Does NZM's size influence the expected beta?
NZME is a rather small company. It has a market capitalisation of NZ$83m, which means it is probably under the radar of most investors. Very small companies often have a low beta value because their share prices are not well correlated with market volatility. This could be because the price is reacting to company specific events. Alternatively, the shares may not be actively traded.
What this means for you:
Since NZME is not heavily influenced by market moves, its share price is probably far more dependend on company specific developments. It could pay to take a closer look at metrics such as revenue growth, earnings growth, and debt. In order to fully understand whether NZM is a good investment for you, we also need to consider important company-specific fundamentals such as NZME’s financial health and performance track record. I highly recommend you dive deeper by considering the following:
- Future Outlook: What are well-informed industry analysts predicting for NZM’s future growth? Take a look at our free research report of analyst consensus for NZM’s outlook.

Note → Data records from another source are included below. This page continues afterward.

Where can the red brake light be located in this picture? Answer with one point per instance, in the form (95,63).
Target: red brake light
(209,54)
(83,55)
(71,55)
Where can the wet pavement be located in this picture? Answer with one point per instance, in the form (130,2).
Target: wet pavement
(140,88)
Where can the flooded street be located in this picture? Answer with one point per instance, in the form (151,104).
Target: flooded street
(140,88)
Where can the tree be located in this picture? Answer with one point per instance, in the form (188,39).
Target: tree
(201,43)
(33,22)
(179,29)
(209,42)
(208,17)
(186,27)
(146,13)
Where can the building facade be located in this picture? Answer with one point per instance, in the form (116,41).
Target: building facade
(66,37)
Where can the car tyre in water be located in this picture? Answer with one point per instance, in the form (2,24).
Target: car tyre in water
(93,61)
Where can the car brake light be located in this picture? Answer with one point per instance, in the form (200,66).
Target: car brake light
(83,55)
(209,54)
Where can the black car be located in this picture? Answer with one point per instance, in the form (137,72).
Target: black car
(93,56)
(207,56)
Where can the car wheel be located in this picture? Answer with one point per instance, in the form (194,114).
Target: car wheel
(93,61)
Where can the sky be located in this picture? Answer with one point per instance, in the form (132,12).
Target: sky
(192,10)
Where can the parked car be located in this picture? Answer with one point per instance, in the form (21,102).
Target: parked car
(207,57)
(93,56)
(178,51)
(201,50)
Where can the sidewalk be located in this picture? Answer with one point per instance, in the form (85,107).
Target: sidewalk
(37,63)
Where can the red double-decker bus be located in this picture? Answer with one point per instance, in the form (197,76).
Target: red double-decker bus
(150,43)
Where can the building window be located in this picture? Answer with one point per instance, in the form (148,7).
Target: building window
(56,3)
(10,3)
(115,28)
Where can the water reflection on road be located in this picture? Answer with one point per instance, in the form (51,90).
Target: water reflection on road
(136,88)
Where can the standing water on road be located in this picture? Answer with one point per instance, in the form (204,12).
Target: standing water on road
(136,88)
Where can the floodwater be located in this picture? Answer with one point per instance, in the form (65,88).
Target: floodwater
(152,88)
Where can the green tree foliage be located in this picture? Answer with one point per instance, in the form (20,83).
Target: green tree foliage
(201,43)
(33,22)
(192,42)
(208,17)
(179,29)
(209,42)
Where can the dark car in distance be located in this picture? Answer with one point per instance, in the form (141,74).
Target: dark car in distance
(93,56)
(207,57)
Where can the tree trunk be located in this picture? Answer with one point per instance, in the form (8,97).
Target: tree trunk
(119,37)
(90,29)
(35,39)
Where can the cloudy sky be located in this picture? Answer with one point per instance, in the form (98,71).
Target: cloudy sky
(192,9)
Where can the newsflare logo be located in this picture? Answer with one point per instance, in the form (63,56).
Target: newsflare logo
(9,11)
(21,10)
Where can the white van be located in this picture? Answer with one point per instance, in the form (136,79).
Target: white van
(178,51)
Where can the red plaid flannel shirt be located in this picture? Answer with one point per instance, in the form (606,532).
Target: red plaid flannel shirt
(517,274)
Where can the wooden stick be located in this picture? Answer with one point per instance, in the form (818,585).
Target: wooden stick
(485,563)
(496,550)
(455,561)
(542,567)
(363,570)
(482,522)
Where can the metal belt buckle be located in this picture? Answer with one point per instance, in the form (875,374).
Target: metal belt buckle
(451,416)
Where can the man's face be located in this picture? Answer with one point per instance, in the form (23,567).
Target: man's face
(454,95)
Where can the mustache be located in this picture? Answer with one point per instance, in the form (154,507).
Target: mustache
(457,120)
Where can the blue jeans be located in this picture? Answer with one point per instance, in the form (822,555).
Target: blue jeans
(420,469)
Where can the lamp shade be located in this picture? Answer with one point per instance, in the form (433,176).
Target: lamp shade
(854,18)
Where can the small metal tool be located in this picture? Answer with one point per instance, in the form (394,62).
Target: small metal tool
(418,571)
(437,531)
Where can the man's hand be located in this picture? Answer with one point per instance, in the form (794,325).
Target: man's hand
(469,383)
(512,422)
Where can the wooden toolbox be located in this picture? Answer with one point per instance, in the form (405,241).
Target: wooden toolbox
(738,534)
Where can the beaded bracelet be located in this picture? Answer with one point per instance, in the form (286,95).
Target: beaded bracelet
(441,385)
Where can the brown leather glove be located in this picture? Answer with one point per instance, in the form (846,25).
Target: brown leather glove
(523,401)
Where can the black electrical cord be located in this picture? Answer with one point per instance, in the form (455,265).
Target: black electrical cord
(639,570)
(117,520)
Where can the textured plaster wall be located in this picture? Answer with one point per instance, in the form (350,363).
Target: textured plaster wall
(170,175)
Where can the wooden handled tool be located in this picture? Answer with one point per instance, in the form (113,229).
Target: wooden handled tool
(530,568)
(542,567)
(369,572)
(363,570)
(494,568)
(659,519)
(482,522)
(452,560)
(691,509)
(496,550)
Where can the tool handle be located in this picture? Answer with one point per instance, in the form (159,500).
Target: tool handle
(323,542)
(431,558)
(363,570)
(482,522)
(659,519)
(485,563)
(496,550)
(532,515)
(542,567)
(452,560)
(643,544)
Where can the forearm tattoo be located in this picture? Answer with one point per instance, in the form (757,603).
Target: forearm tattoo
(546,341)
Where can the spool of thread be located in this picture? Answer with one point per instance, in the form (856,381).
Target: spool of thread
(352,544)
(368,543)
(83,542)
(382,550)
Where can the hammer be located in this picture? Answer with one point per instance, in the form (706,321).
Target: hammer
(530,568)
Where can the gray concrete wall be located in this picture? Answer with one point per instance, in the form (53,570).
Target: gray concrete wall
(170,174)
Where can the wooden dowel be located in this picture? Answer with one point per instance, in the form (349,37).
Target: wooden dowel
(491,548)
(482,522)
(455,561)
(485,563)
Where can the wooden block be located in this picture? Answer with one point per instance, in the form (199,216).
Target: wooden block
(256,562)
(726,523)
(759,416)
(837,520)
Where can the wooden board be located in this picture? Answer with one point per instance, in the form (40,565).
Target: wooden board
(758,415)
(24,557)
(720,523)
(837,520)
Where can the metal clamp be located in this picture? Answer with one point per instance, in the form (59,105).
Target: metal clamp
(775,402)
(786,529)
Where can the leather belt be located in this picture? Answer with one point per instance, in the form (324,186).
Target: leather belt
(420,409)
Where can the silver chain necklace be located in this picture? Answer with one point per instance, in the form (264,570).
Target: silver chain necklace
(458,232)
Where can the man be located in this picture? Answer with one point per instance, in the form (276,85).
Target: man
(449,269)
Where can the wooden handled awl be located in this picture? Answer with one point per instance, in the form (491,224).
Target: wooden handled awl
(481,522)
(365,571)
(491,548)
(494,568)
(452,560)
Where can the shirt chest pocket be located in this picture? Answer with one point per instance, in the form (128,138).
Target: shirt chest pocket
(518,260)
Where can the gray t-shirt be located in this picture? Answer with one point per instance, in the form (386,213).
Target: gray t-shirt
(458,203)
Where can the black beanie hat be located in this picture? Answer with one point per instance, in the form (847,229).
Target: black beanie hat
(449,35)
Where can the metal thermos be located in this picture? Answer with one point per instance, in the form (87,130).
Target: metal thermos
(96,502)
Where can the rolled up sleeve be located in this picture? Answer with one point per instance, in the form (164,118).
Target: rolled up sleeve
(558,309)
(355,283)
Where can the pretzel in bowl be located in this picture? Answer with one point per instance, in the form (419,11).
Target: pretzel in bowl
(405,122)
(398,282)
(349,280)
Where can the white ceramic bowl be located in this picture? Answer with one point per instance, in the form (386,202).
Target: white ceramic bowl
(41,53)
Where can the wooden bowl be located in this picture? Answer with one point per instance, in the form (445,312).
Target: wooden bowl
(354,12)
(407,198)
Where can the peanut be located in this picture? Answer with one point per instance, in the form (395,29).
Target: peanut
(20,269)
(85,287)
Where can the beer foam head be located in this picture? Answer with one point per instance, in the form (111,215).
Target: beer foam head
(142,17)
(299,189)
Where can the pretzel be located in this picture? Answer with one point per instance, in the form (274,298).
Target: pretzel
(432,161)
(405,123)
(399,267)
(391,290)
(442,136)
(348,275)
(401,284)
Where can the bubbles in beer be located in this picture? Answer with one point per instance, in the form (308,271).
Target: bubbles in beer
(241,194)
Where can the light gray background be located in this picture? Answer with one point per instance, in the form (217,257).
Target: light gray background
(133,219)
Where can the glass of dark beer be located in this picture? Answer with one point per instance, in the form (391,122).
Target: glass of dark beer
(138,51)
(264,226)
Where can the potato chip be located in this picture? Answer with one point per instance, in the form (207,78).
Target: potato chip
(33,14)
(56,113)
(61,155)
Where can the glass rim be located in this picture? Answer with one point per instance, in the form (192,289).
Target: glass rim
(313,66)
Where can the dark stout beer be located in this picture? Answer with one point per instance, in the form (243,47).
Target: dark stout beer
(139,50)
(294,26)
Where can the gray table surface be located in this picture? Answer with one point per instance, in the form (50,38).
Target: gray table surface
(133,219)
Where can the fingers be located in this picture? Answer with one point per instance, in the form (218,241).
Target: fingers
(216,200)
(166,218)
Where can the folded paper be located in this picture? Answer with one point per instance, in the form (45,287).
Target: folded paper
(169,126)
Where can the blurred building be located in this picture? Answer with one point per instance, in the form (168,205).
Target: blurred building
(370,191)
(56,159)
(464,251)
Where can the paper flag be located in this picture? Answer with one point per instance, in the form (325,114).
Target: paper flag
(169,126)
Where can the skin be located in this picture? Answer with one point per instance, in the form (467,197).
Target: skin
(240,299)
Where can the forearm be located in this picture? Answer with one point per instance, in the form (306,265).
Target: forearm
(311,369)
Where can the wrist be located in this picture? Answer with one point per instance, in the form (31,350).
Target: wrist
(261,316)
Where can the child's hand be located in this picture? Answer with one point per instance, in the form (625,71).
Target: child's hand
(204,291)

- Past Track Record: Has NZM been consistently performing well irrespective of the ups and downs in the market? Go into more detail in the past performance analysis and take a look at the free visual representations of NZM's historicals for more clarity.
- Other Interesting Stocks: It's worth checking to see how NZM measures up against other companies on valuation. You could start with this free list of prospective options.
We aim to bring you long-term focused research analysis driven by fundamental data. Note that our analysis may not factor in the latest price-sensitive company announcements or qualitative material.
If you spot an error that warrants correction, please contact the editor at firstname.lastname@example.org. This article by Simply Wall St is general in nature. It does not constitute a recommendation to buy or sell any stock, and does not take account of your objectives, or your financial situation. Simply Wall St has no position in the stocks mentioned. Thank you for reading.